Probably because it feels good to believe that we’re being thoughtful citizens by donating last season’s wardrobe to charity and questioning the ethics of this supply chain to Africa is too sticky an idea to get into. It’s bad enough to try to justify filling up the Navigator and spending $5 at Starbucks every day while the homeless man standing out front with the hungry, glazed look in his eye still sleeps underneath the freeway overpass with the pigeons.
From an ABC report last December.
Neil Kearney, general secretary of the Brussels based International Textile, Garment and Leather Workers Federation says the practice is exploitative, “It is neo colonialism in its purest form. It’s exporting poverty to Africa, a continent that is already exceedingly poor.”
This state of affairs upsets AnnMarie Resnick, a woman we met in Manhattan while she was donating clothes, who told ABC News: “It stinks. I don’t like it, but I would still give. There are a lot of people who are going to constantly profit, because this is probably happening with really nice people. With us — and we profit too — we get a tax deduction. If I knew how to send to Africa myself, I would.”
But on the other side of the argument, you could think of things in a different light, like this guy.
Brill, of the Secondary Recycled Textiles Association, told ABC News that it is a win-win situation. “It provides thousands of jobs here at home [in the U.S.] and it provides hundreds of thousands of jobs in Africa.” And he added: “It also diverts waste material that would otherwise go to land fill. It goes to recycling, so it helps to protect the environment.”
In other words, we’re dumping our trash over there and charging them for it. Charities pay their bills, exporters get rich, and Africans get to sport sweaters with the names of colleges they’ve never heard of on them.
Meanwhile, back in LA, there’s a couch available in the valley if you need one. You might as well pick yourself up a shelving unit also.
Maybe you need a mattress?
Let’s think about those springs and if they’re going to find new life somewhere?
Or are they just destined for a desert landfill?
Maybe another couch to go in the den?
All of this furniture popped up within less than six blocks from my apartment.
You could fill up your house with the junk dropped off on the curbs of Los Angeles. Some people certainly do. I found a mighty good lamp on the street one night. There wasn’t a moving truck around or an opened door. Just two lamps sitting there. I looked around and made a split second decision to take one of the lamps, knowing that such a good find wouldn’t last until morning.
The lamp worked but not the knob, it was sensitive and only worked when left between clicks, thus the reason someone was probably tossing it away. However, I’ve become adept at finding that sweet spot.

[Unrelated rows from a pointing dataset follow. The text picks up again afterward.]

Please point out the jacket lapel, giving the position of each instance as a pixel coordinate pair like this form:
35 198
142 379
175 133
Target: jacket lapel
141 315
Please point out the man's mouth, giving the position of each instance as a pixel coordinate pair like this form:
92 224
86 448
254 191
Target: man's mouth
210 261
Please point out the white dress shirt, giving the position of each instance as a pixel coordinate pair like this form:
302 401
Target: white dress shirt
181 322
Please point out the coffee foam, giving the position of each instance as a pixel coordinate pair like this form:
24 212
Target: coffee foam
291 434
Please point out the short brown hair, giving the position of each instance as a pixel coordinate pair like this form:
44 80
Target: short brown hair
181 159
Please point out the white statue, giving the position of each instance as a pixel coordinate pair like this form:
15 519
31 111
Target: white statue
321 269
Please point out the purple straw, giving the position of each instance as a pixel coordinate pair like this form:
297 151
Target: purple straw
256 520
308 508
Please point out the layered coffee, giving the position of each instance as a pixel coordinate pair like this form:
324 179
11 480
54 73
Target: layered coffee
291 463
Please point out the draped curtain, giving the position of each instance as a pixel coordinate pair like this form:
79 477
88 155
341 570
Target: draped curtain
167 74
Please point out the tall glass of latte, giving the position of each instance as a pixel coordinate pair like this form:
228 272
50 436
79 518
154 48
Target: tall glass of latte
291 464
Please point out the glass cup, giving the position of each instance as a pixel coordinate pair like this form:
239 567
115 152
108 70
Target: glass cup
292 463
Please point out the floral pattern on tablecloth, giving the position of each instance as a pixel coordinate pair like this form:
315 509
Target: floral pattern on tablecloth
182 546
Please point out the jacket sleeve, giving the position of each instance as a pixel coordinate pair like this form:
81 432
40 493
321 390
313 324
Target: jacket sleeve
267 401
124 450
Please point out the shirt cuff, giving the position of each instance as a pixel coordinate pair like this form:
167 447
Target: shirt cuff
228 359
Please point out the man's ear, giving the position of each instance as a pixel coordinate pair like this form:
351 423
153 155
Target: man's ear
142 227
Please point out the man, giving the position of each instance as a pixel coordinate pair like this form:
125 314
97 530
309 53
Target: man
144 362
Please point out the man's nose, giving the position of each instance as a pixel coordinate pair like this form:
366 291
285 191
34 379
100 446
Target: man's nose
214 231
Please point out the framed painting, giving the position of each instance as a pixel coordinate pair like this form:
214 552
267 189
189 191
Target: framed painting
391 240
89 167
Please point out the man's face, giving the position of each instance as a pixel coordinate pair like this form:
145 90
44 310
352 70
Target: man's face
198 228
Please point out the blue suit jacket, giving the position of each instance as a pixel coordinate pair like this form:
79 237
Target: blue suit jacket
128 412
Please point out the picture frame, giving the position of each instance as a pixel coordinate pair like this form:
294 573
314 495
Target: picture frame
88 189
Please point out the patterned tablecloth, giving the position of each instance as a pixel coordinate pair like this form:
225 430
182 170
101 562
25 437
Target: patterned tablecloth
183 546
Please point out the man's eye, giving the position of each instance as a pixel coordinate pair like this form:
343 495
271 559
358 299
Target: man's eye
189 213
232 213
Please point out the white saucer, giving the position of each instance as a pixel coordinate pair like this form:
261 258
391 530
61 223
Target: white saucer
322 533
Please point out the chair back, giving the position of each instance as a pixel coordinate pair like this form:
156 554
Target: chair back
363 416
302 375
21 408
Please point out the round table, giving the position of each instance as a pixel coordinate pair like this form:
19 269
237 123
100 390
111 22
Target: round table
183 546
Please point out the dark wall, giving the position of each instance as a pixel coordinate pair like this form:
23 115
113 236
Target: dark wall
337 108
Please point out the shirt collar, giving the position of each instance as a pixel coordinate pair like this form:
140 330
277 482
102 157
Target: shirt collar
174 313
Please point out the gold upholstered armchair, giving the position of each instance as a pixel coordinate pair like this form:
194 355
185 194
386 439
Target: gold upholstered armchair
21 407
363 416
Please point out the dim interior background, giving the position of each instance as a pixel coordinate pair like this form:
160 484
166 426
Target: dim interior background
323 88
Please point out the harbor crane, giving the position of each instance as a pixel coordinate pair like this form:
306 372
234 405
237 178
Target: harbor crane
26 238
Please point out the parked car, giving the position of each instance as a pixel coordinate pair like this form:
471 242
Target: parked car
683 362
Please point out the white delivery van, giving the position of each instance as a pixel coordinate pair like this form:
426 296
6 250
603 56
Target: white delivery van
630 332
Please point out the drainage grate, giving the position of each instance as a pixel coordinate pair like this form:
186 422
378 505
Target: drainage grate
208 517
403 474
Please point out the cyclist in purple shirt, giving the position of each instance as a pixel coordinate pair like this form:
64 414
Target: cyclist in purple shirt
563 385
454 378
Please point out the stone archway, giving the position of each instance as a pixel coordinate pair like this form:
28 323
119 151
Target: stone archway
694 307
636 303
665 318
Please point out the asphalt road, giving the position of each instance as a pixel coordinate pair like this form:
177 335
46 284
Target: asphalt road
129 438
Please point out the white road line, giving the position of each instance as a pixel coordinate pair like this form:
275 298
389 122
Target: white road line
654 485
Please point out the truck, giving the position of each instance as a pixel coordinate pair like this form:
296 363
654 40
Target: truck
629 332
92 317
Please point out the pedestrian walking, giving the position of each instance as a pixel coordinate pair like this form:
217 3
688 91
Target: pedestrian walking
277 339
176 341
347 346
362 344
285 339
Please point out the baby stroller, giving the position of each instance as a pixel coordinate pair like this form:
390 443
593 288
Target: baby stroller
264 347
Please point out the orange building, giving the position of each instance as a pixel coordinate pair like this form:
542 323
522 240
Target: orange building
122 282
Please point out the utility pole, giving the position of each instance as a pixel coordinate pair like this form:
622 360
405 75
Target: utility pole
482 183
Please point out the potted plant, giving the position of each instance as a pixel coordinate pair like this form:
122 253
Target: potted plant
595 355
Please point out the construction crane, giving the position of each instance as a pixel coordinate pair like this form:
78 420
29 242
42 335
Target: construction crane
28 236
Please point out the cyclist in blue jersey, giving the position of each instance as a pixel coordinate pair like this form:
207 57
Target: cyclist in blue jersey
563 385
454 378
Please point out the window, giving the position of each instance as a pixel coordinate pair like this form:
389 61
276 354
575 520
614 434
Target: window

I sometimes wonder if it was possible that the owner was only leaving the lamp unguarded for a second and hadn’t meant to give it away.
Maybe someone was bringing a lot of stuff home and left the lamps behind momentarily. If there was more clutter with the lamps I wouldn’t have grabbed anything, I would have thought someone was moving in the middle of the night. Maybe a lover’s spat or a fleeing renter? Nothing big. They just looked like a couple of lamps that no one wanted anymore.
But I coveted the lamp.
My only reservation was that the lamps were on the sidewalk, not on the grass next to the curb. If it had been on the grass, that’s obviously fair game, once it passes the sidewalk that’s an open invitation to help yourself.
But the lamp was on the sidewalk, in no-man’s land, hence I sometimes wonder…
I don’t believe I stole the lamp, but it’s possible. If you’re reading this and that’s your lamp and you hadn’t meant to give it away, I’m sorry.